Ficus benjamini retten – So gelingt der Plan

Die Ursachen sind vielfältig - das Ergebnis immer gleich. Gerät eine Birkenfeige in Bedrängnis, wirft sie alle grünen Blätter ab. Das ist beileibe kein Grund die exotische Zimmerpflanze im Müll zu entsorgen. Mit der richtigen Strategie können Sie Ihre Benjamini retten.

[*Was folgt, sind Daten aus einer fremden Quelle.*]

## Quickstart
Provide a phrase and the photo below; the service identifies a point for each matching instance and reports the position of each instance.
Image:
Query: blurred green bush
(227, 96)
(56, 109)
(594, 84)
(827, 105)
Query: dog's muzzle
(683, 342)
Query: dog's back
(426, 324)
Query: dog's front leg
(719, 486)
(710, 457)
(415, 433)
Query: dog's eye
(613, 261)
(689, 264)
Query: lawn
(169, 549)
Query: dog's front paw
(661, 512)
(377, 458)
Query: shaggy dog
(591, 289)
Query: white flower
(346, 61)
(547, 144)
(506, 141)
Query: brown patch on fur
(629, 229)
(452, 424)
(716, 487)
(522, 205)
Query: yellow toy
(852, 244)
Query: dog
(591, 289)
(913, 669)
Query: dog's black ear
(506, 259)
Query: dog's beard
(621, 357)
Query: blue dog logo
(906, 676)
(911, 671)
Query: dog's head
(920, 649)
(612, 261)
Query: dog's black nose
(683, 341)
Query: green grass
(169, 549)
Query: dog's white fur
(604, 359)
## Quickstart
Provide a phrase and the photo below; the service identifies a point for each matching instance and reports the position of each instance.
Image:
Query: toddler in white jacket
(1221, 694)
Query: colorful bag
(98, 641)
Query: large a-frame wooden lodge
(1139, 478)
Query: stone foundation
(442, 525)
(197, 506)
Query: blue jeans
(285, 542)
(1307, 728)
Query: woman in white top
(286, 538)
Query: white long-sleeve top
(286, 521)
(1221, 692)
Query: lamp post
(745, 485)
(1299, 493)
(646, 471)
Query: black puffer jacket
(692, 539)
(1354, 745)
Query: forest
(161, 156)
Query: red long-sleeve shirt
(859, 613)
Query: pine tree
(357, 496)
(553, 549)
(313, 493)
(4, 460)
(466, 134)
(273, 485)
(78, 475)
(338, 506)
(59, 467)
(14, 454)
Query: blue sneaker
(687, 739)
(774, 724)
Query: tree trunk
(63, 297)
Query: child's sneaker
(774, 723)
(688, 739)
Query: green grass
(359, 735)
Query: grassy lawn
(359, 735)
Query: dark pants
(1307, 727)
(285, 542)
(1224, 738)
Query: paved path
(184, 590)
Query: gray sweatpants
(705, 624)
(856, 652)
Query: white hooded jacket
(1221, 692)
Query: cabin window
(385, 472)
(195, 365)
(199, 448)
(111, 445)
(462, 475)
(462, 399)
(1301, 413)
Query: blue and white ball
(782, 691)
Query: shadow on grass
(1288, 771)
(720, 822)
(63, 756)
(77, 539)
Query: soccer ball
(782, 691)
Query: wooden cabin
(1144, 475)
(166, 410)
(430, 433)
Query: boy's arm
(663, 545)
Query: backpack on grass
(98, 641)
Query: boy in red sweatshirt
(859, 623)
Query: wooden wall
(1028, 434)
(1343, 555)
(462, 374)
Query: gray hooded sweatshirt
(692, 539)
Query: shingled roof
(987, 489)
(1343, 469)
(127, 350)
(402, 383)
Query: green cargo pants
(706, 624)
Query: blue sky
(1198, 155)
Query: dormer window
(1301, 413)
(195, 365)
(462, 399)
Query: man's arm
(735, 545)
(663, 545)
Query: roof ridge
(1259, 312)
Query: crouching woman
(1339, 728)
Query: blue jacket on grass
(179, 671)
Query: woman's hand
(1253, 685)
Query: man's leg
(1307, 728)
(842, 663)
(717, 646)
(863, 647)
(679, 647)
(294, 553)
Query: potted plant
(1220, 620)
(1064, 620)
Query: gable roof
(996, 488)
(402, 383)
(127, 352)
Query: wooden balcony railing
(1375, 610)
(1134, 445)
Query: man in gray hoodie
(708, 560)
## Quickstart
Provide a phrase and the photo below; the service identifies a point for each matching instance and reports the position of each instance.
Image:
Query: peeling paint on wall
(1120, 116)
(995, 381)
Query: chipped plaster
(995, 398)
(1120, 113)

Die folgende Anleitung erklärt, wie es gelingt.

Birkenfeige retten
Umtopfen kann den Ficus Benjamini manchmal vor dem Untergang retten

Erste-Hilfe-Maßnahmen – So beginnt die Rettungsaktion

Unabhängig davon, ob die Birkenfeige vertrocknet, übergossen, krank oder mit Läusen befallen ist – die Abfolge der Rettungsmaßnahmen beginnt mit diesen Maßnahmen:

  • Die Benjamini austopfen mit möglichst geringer Zugkraft
  • Einen verklebten, verdichteten Wurzelballen mit dem Messer vom Topfrand lösen
  • Das Substrat mit den Fingern vollständig von den Wurzeln entfernen oder abbrausen

Mit einer desinfizieren, scharfen Schere schneiden Sie nunmehr alle kranken, abgestorbenen Wurzeln heraus. Geht mehr als 30 Prozent des Wurzelvolumens verloren, schneiden Sie die Zweige proportional dazu um ein Drittel zurück. Bitte bedenken Sie den giftigen, klebrigen Milchsaft Ihrer Birkenfeige. Schützen Sie Hände, Arme, Kleidung und den Arbeitsbereich vor einem Kontakt mit dem Pflanzensaft. Flecken auf Textilien und Teppichen können zumeist nicht mehr entfernt werden.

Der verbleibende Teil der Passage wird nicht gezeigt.